The funny thing about advertising is that it’s not only controlled by what sort of content you’re looking at, it’s also controlled by what content you like to look at. It appears that I like half naked Latin women and gosh darn it their damned right, I’m all about half naked Latin women and therefore the ads on Frum Satire are filled with those brown beauties every time I log on to moderate spam or edit a post. It appears that my wife’s preferences are Muslim women, because she keeps getting an ad for the Muslim version of Frumster. Apparently some of the real frummy crowd who keeps asking me if I know about the hardcore pornographic dating ads on my site are into hardcore pornographic dating sites, but haven’t had enough shabbos meals in Silicone Valley to know about advertisers and their cookies schemes.

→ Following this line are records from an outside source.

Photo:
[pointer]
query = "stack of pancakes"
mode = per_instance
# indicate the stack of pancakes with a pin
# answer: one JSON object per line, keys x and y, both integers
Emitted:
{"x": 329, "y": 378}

This reminds me of the time that Rabbo Orlofsky went on a rant in one his well attended Ohr Someyach shiurim about how his email inbox was filled with penis enlargement spam, it appears that spam may be directly related to your true desires and so to are the ads on my site. Obviously, I have tried to tell google that frum Jews are so sexually repressed that elbows and knees make them waste millions of sperm each year, but google just felt that meant I didn’t want any ads for for joint pain meds. In all honesty I got rid of many ads, but I can’t help it if you frummies visit dating sites too often. We should take this time to thank the Lord that frumster girls keep their clothing on…
The emails informing me about the smut on my own site are usually from new readers, because any old timer would know that I’m blocked in all filters because of the smut I write, especially my ongoing fascination with frum porn which eists but makes you want to puke. Anyway the latest email came in the form of:
I am simply curious, do you intend on a “frum blog” to run ads featuring women in bikinis or is it beyond your control?
The funny thing is that I find these facts funny enough to keep the ads up, maybe that’s why there aren’t as many trolls anymore. Those self righteous bastards see a little ervah and they run for the beis medrish, although if they were really frum their filter would have blocked me. So, I guess part of the fun of frum satire is going to a frum site and getting a little ervah into your life.